1. Gün (Tuzla-Pendik-Gebze-Düzce)

Sabah 07.15 gibi bisikleti 4-5 km uzaklıktaki Pendik tren istasyonuna doğru sürmeye başladım. Trenin hareket saatinin gelmesine yakın yolcu alımı başladı. Sıra bana geldiğine görevli önce bana sonra bisikletime sonra yine bana baktı. Bu bakış pek hayırlı bir bakış değildi. “Bisiklet yasak.”

Yolculuğa çıkmadan önce trende bisiklet taşınması ile ilgili TCDD’nin sitesine girmiştim. TCDD BİSİKLET TAŞIMA KURALLARI Furgon vagonu olan trenlerde bisiklet taşımasının serbest olduğu yazıyordu. Fakat hangi trenlerin furgon vagonlu olduğu ile ilgili bir bilgi yoktu. O gün içinde hareket eden bir tren illaki furgon vagonludur diye düşünerek bileti almıştım. Görevli de bisikleti almayacağını söyledikten sonra sadece furgon vagonu olan trenlerde bisikleti taşıyabileceğimi söyledi. Sonra şunu ekledi: Adapazarı trenlerinde furgon vagonu olan tren yok. Görevliye ne kadar dil döksem de çabalarım sonuç vermedi.

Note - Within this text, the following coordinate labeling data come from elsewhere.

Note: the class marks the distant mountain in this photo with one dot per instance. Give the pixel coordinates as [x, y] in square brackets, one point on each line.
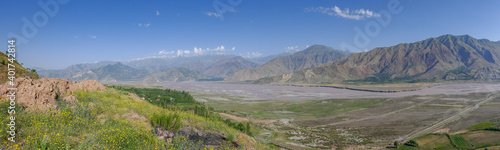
[228, 67]
[72, 70]
[310, 57]
[111, 73]
[445, 57]
[20, 71]
[174, 74]
[216, 65]
[199, 63]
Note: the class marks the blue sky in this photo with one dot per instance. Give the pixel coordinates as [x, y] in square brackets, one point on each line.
[96, 30]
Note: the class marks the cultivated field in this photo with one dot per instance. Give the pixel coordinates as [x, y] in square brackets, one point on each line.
[324, 117]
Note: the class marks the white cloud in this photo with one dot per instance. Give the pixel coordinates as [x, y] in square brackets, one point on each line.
[357, 14]
[219, 48]
[292, 47]
[212, 14]
[165, 52]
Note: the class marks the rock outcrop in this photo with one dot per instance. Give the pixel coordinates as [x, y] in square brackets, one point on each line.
[42, 93]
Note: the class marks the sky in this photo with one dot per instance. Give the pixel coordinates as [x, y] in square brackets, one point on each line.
[53, 34]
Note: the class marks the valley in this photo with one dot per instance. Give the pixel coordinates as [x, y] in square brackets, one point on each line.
[297, 117]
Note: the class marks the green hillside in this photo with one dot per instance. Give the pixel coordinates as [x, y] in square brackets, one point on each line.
[447, 57]
[114, 119]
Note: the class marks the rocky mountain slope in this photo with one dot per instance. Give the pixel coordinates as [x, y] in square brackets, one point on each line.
[111, 73]
[444, 57]
[73, 70]
[226, 68]
[42, 93]
[310, 57]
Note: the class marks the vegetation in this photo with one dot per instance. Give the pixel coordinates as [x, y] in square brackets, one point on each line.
[412, 143]
[481, 135]
[107, 120]
[489, 125]
[170, 121]
[180, 100]
[460, 142]
[382, 78]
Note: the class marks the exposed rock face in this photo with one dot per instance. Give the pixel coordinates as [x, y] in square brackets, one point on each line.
[486, 73]
[42, 93]
[432, 58]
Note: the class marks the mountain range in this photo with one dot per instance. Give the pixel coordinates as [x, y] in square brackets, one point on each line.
[446, 57]
[310, 57]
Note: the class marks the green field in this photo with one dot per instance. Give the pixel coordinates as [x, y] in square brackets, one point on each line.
[291, 109]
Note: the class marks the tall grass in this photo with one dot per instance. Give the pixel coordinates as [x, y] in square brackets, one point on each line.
[99, 121]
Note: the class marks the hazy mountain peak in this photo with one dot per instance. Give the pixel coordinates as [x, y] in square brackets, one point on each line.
[444, 57]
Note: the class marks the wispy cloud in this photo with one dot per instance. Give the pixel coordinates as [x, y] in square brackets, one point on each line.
[292, 47]
[253, 55]
[196, 51]
[212, 14]
[357, 14]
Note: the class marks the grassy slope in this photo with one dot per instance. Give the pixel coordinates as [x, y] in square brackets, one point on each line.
[105, 120]
[20, 70]
[479, 136]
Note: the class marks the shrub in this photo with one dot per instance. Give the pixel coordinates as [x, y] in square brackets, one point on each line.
[170, 121]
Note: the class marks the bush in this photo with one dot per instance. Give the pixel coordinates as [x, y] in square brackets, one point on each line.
[171, 121]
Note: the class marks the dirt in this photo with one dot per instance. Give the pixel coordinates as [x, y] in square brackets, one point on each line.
[135, 117]
[483, 137]
[41, 94]
[135, 97]
[241, 119]
[275, 92]
[194, 135]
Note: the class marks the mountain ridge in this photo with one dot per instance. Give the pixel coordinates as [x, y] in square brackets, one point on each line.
[310, 57]
[433, 58]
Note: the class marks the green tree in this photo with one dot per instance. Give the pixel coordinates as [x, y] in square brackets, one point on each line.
[412, 143]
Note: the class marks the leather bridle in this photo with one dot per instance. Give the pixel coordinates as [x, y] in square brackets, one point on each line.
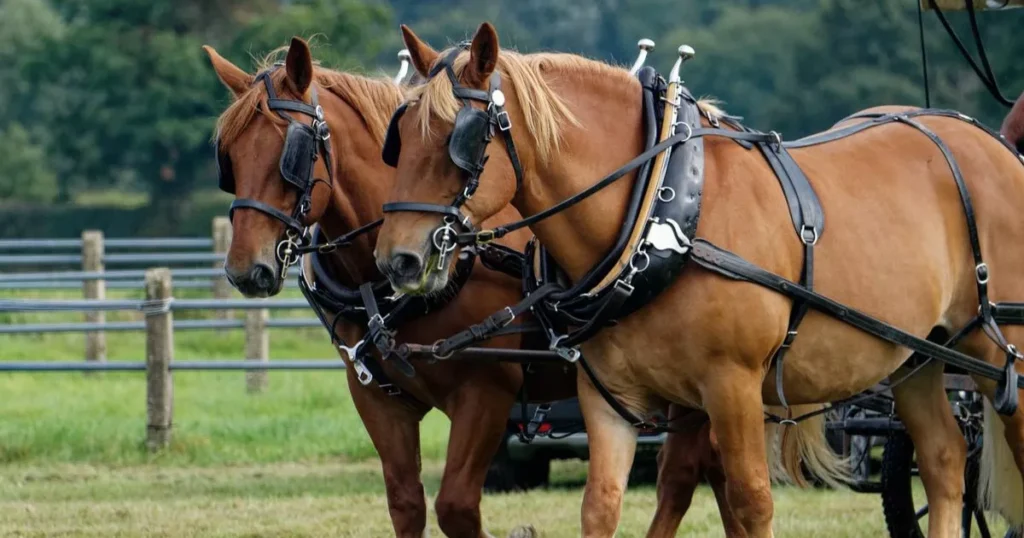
[471, 134]
[304, 145]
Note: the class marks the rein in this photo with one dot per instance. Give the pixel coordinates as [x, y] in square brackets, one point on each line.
[724, 262]
[471, 134]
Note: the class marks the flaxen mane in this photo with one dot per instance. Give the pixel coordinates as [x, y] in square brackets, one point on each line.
[373, 99]
[545, 112]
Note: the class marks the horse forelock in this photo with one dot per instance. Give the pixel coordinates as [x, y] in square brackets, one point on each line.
[373, 98]
[545, 110]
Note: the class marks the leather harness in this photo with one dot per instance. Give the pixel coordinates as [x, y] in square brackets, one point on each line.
[558, 304]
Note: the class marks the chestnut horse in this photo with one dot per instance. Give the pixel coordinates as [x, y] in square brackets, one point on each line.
[476, 397]
[896, 248]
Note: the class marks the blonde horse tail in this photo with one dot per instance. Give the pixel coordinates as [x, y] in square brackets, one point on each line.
[999, 487]
[792, 449]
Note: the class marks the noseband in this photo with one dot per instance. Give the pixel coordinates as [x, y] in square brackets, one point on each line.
[303, 146]
[470, 136]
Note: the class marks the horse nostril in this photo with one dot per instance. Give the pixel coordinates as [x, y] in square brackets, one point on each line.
[262, 276]
[407, 264]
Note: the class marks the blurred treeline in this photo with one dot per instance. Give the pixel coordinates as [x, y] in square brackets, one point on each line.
[107, 107]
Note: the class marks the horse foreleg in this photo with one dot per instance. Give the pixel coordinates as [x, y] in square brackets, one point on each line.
[479, 413]
[393, 426]
[732, 399]
[686, 455]
[612, 446]
[941, 451]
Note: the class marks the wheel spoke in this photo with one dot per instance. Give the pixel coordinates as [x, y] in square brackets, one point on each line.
[967, 516]
[979, 515]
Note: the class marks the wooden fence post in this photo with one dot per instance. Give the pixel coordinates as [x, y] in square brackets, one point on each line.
[221, 244]
[159, 354]
[92, 260]
[257, 347]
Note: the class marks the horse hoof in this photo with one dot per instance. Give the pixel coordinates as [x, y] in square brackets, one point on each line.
[525, 531]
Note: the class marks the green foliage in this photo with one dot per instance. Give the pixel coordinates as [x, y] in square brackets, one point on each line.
[117, 94]
[26, 164]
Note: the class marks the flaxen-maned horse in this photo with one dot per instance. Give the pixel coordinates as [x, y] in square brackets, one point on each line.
[896, 248]
[475, 396]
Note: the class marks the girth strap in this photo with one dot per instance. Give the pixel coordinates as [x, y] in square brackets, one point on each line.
[617, 406]
[489, 327]
[379, 333]
[808, 219]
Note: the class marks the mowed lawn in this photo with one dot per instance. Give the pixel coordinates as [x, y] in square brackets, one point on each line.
[294, 460]
[344, 500]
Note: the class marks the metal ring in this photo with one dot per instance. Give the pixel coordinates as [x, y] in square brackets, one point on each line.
[689, 131]
[641, 255]
[981, 273]
[433, 350]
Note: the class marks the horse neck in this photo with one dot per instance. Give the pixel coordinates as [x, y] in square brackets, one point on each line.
[359, 189]
[609, 134]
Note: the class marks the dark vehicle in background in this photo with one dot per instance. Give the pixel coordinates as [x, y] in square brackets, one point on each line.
[519, 465]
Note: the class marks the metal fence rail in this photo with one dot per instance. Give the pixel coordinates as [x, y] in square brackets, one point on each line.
[192, 284]
[148, 305]
[84, 276]
[117, 243]
[180, 325]
[140, 366]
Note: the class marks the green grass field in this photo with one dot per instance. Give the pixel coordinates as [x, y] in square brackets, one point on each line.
[292, 461]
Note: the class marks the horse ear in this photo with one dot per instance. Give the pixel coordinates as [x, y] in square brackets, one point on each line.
[421, 53]
[482, 54]
[230, 75]
[299, 66]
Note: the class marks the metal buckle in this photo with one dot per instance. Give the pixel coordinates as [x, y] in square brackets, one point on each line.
[511, 317]
[443, 244]
[484, 236]
[787, 341]
[569, 354]
[433, 350]
[981, 273]
[689, 131]
[389, 388]
[377, 319]
[363, 373]
[813, 240]
[286, 250]
[503, 121]
[639, 255]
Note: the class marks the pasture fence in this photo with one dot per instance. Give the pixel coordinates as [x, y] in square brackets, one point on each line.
[95, 255]
[158, 308]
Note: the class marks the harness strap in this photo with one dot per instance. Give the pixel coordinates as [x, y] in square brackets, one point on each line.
[617, 406]
[501, 258]
[383, 381]
[730, 265]
[615, 298]
[249, 203]
[485, 236]
[492, 325]
[421, 207]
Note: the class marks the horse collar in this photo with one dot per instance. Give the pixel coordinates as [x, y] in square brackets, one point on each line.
[471, 133]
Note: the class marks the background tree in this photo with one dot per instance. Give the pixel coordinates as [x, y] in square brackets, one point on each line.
[117, 96]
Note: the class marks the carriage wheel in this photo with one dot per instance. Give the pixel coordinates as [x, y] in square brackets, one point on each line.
[904, 514]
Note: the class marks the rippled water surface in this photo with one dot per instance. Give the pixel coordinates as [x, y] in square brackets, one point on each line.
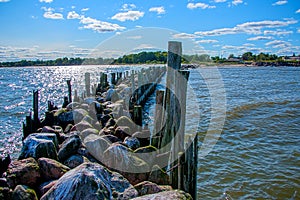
[257, 155]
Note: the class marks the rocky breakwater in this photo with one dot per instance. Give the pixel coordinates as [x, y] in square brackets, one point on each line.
[91, 150]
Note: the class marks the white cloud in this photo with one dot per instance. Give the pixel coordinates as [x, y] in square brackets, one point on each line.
[206, 41]
[278, 44]
[73, 15]
[99, 26]
[127, 7]
[184, 36]
[260, 38]
[46, 1]
[160, 10]
[84, 9]
[199, 5]
[277, 32]
[129, 15]
[236, 2]
[135, 37]
[254, 28]
[279, 3]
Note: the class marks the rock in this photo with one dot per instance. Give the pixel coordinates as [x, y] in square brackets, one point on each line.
[48, 129]
[39, 145]
[51, 169]
[96, 145]
[4, 162]
[104, 119]
[75, 160]
[81, 126]
[110, 122]
[147, 187]
[173, 194]
[125, 121]
[111, 138]
[69, 147]
[3, 182]
[83, 134]
[91, 181]
[23, 192]
[23, 172]
[5, 193]
[144, 137]
[147, 153]
[122, 159]
[45, 187]
[122, 132]
[158, 176]
[132, 142]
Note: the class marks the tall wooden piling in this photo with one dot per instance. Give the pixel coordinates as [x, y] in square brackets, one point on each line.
[156, 137]
[88, 84]
[69, 90]
[36, 107]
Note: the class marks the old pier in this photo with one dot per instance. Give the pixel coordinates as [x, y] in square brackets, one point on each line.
[101, 130]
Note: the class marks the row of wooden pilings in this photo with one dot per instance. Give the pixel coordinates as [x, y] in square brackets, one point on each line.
[170, 113]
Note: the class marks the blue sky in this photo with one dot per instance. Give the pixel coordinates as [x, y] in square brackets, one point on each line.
[47, 29]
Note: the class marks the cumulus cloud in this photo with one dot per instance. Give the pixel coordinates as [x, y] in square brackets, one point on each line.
[236, 2]
[160, 10]
[46, 1]
[127, 7]
[278, 44]
[129, 15]
[206, 41]
[277, 32]
[73, 15]
[279, 3]
[184, 36]
[84, 9]
[49, 14]
[199, 5]
[260, 38]
[99, 26]
[248, 27]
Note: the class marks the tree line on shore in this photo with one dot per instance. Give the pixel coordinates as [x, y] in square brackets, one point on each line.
[160, 57]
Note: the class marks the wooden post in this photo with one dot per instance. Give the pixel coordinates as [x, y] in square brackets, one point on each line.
[113, 78]
[156, 139]
[35, 107]
[137, 115]
[88, 84]
[69, 90]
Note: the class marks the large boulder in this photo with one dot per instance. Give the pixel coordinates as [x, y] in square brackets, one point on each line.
[75, 160]
[69, 147]
[132, 142]
[23, 192]
[96, 146]
[91, 181]
[39, 145]
[23, 172]
[51, 169]
[122, 159]
[173, 194]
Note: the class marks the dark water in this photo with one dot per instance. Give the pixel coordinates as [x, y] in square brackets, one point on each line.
[255, 156]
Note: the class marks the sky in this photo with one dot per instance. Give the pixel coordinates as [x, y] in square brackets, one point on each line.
[48, 29]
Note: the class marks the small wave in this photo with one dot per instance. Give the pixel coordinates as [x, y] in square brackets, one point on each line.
[238, 111]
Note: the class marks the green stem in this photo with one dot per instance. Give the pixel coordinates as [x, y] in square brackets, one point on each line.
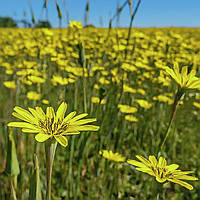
[50, 149]
[130, 27]
[178, 96]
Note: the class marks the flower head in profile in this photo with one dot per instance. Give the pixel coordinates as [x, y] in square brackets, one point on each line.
[162, 171]
[51, 124]
[183, 78]
[112, 156]
[75, 24]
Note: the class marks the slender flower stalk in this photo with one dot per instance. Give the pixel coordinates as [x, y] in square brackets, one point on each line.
[185, 81]
[178, 96]
[50, 149]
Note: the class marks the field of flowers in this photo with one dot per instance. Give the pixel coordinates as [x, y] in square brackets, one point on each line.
[132, 85]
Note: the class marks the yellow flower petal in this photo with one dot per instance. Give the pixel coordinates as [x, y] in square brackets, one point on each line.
[88, 128]
[61, 111]
[62, 140]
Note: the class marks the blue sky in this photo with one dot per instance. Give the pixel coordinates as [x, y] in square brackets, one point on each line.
[151, 13]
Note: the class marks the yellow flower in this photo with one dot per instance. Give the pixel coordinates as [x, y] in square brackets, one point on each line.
[97, 100]
[183, 78]
[112, 156]
[131, 118]
[10, 84]
[127, 109]
[196, 104]
[163, 98]
[127, 88]
[162, 171]
[144, 103]
[75, 24]
[33, 95]
[51, 124]
[45, 101]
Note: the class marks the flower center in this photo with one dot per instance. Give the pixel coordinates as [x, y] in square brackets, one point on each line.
[51, 127]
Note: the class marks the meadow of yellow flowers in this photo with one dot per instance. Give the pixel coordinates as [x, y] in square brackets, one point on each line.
[129, 86]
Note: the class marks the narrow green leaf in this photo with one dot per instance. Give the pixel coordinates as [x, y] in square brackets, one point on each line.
[87, 8]
[58, 10]
[12, 165]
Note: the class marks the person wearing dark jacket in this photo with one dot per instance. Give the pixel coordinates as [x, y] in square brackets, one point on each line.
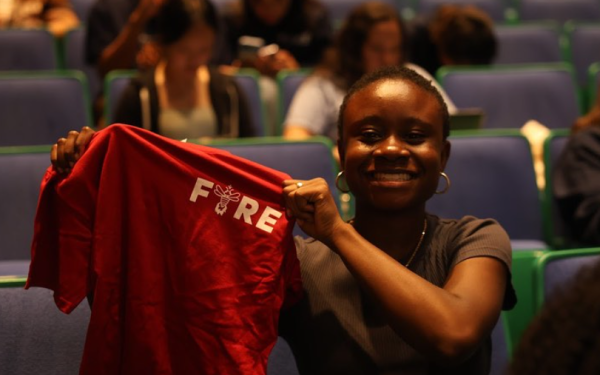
[183, 97]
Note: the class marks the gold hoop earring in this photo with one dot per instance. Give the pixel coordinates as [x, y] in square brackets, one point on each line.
[337, 183]
[447, 183]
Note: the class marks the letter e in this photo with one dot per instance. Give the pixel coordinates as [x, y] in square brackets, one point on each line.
[268, 217]
[247, 207]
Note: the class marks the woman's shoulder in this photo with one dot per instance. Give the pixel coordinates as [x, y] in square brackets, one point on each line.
[468, 225]
[309, 249]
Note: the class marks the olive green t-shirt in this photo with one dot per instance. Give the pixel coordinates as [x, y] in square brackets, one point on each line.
[334, 329]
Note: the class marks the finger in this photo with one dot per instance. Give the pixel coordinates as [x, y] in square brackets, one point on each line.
[82, 141]
[61, 165]
[53, 157]
[69, 148]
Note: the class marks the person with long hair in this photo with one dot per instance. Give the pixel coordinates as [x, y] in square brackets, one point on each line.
[395, 290]
[373, 36]
[184, 96]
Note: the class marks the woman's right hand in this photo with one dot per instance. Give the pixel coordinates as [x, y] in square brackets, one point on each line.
[66, 151]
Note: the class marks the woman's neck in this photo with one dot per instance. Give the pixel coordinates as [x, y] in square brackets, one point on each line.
[395, 234]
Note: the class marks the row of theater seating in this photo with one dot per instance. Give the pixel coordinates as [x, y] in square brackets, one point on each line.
[509, 95]
[518, 44]
[36, 338]
[499, 10]
[492, 175]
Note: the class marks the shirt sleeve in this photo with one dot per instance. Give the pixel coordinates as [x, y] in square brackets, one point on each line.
[485, 238]
[63, 226]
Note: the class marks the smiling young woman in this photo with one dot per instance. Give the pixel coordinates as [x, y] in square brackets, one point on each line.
[397, 290]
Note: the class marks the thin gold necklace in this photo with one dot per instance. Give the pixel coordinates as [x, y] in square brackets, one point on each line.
[416, 250]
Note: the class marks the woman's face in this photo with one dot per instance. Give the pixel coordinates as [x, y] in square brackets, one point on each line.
[270, 11]
[383, 46]
[191, 51]
[393, 148]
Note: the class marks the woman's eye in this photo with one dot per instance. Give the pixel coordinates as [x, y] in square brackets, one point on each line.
[415, 137]
[370, 135]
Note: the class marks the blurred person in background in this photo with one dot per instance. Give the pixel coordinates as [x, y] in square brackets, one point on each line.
[184, 96]
[373, 36]
[453, 35]
[55, 15]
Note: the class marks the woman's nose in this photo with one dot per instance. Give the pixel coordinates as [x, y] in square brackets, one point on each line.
[392, 148]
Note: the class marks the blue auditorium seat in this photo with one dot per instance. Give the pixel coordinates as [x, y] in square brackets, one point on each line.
[74, 59]
[28, 49]
[247, 80]
[511, 95]
[528, 43]
[559, 10]
[288, 83]
[555, 229]
[39, 108]
[35, 337]
[494, 8]
[492, 176]
[554, 269]
[115, 83]
[22, 171]
[584, 41]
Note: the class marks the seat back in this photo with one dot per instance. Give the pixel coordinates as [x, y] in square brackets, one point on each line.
[492, 176]
[555, 229]
[300, 159]
[247, 80]
[559, 10]
[22, 171]
[593, 84]
[513, 95]
[500, 348]
[556, 268]
[114, 85]
[528, 43]
[74, 58]
[35, 337]
[494, 8]
[281, 360]
[584, 40]
[288, 83]
[39, 108]
[82, 9]
[28, 49]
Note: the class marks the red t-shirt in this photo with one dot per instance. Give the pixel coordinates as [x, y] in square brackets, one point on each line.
[186, 249]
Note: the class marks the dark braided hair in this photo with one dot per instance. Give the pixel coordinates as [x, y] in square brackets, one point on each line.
[395, 73]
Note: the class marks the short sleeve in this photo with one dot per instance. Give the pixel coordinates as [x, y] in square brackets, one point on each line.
[484, 238]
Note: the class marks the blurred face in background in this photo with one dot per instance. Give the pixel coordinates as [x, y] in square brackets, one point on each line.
[383, 46]
[271, 12]
[191, 51]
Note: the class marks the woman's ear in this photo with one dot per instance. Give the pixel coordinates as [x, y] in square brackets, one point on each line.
[446, 147]
[340, 155]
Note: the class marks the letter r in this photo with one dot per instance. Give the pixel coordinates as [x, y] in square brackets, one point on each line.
[247, 207]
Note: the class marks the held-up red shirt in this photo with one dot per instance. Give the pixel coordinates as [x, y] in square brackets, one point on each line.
[186, 249]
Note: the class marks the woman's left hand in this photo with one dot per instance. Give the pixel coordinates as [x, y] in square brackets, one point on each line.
[312, 205]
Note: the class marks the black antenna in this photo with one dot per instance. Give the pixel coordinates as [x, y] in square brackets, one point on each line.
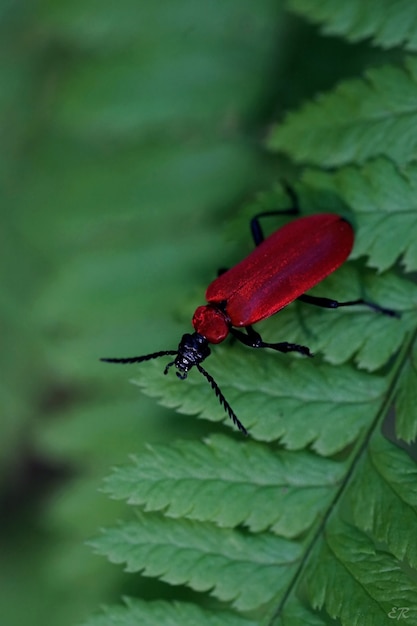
[219, 394]
[139, 359]
[222, 399]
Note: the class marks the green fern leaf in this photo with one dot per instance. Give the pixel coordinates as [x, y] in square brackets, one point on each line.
[297, 401]
[390, 485]
[384, 199]
[387, 23]
[359, 120]
[230, 483]
[406, 422]
[351, 577]
[141, 613]
[247, 570]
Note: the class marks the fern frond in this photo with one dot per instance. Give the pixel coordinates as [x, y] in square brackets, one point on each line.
[245, 569]
[162, 613]
[301, 403]
[387, 23]
[230, 484]
[384, 200]
[386, 481]
[359, 120]
[406, 422]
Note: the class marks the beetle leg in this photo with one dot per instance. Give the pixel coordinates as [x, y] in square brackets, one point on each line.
[255, 226]
[254, 340]
[328, 303]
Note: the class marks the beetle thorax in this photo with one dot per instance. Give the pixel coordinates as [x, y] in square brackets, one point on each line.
[212, 323]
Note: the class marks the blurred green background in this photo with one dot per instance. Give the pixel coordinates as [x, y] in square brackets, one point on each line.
[130, 134]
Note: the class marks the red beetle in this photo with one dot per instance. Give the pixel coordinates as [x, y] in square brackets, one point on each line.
[279, 270]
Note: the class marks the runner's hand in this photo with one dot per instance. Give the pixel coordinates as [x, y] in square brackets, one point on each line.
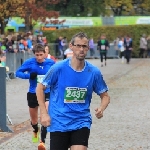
[45, 120]
[98, 113]
[33, 75]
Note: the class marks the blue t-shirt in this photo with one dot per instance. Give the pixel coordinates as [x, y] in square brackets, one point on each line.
[31, 65]
[71, 94]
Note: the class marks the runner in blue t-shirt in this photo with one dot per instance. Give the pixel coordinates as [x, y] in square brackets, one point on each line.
[35, 69]
[72, 82]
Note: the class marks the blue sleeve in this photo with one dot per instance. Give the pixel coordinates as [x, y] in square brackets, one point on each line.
[22, 72]
[99, 83]
[51, 77]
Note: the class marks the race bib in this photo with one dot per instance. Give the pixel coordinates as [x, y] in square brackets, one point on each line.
[75, 95]
[40, 78]
[103, 47]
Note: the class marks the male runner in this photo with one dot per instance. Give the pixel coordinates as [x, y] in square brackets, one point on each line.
[41, 145]
[72, 82]
[35, 69]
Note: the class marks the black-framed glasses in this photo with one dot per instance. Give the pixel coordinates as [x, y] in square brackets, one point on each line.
[79, 46]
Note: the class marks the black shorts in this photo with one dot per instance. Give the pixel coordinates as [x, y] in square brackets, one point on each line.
[63, 140]
[32, 99]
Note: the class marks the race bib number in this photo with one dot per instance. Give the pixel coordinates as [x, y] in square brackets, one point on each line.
[75, 95]
[103, 47]
[40, 78]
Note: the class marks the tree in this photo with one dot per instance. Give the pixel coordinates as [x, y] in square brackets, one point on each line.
[79, 7]
[35, 10]
[30, 10]
[127, 7]
[118, 7]
[9, 8]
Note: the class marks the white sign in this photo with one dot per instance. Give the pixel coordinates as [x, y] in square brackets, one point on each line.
[143, 20]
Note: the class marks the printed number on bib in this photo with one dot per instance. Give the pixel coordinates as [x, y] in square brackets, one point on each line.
[75, 95]
[102, 47]
[40, 78]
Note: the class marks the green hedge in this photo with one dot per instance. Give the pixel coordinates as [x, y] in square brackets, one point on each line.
[134, 31]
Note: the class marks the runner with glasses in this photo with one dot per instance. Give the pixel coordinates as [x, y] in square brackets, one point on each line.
[72, 82]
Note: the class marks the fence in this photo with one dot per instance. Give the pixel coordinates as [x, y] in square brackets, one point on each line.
[14, 60]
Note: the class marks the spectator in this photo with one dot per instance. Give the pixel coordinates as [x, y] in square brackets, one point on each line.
[148, 46]
[60, 47]
[116, 41]
[103, 46]
[47, 53]
[9, 45]
[57, 47]
[128, 47]
[143, 46]
[91, 45]
[121, 48]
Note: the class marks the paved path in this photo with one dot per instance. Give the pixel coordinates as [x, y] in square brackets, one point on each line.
[126, 122]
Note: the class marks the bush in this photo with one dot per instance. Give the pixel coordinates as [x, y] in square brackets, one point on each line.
[134, 31]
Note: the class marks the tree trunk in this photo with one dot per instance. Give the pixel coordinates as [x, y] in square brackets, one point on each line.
[2, 27]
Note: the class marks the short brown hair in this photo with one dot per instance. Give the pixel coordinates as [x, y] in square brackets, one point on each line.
[38, 48]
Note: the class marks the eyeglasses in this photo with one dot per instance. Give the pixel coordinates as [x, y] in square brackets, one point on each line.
[79, 46]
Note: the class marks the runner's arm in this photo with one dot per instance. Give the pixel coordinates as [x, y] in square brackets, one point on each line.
[41, 98]
[105, 100]
[21, 72]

Can sıkıcı bir durumla karşılaşmıştım. Bileti iptal ettirip internetten otobüs biletlerine baktım. 14.30’da Gebze’den kalkan bir otobüs varmış. Önce müşteri hizmetlerini aradım. Bisiklet taşınmasında bir sorun olmayacağını söylediler. Sonra biletimi aldım. Ama bu sefer bileti Sakarya’ya değil Düzce’ye aldım. Planlamayı yaparken ilk gün akşam Düzce’de olmayı planlıyordum. Instagramda turla ilgili gönderi paylaştığımda ise Düzce’den arkadaşım Alperen buraya gelince görüşelim demişti. Otobüs saati de geç olunca böyle bir karar aldım.

Marmaray ile Gebze’ye geçip oradan Gebze Otogara gittim. Bisikleti sorunsuz bir şekilde yükledikten sonra otobüse bindim. Alperen’le iletişime geçtim. Otobüs Düzce’ye vardıktan sonra onun evine gittim. Geceyi burada geçirdim.

2. Gün (Düzce(Çilimli)-Yığılca)

Kahvaltı yapıp Alperen’le vedalaştıktan sonra yola çıktım. Sonunda tura başlayabilmiştim. Düzce Üniversitesi istikametinde ağır ağır gitmeye başladım. O yoldan Yığılca’ya doğru gidecektim. Yolda giderken şu yapı dikkatimi çekti.

Bir önceki gece Alperen’le konuştuğumuzda kendi arsaları üzerine bir yapı inşa etmek istediklerinde, belediyenin deprem riskinden dolayı maksimum 4 kat için izin verdiğinden bahsetmişti. Onların bulunduğu bölgeden 3-4 km uzaklaşmamıştım ki bu yapıyla karşılaştım. Üniversitede deprem riskinin müteahhitin ismine, ranttan fayda sağlayacak kişilerin isimlerine göre azaldığını öğretmemişlerdi. Bunları gerçek hayatta tecrübe ediyoruz.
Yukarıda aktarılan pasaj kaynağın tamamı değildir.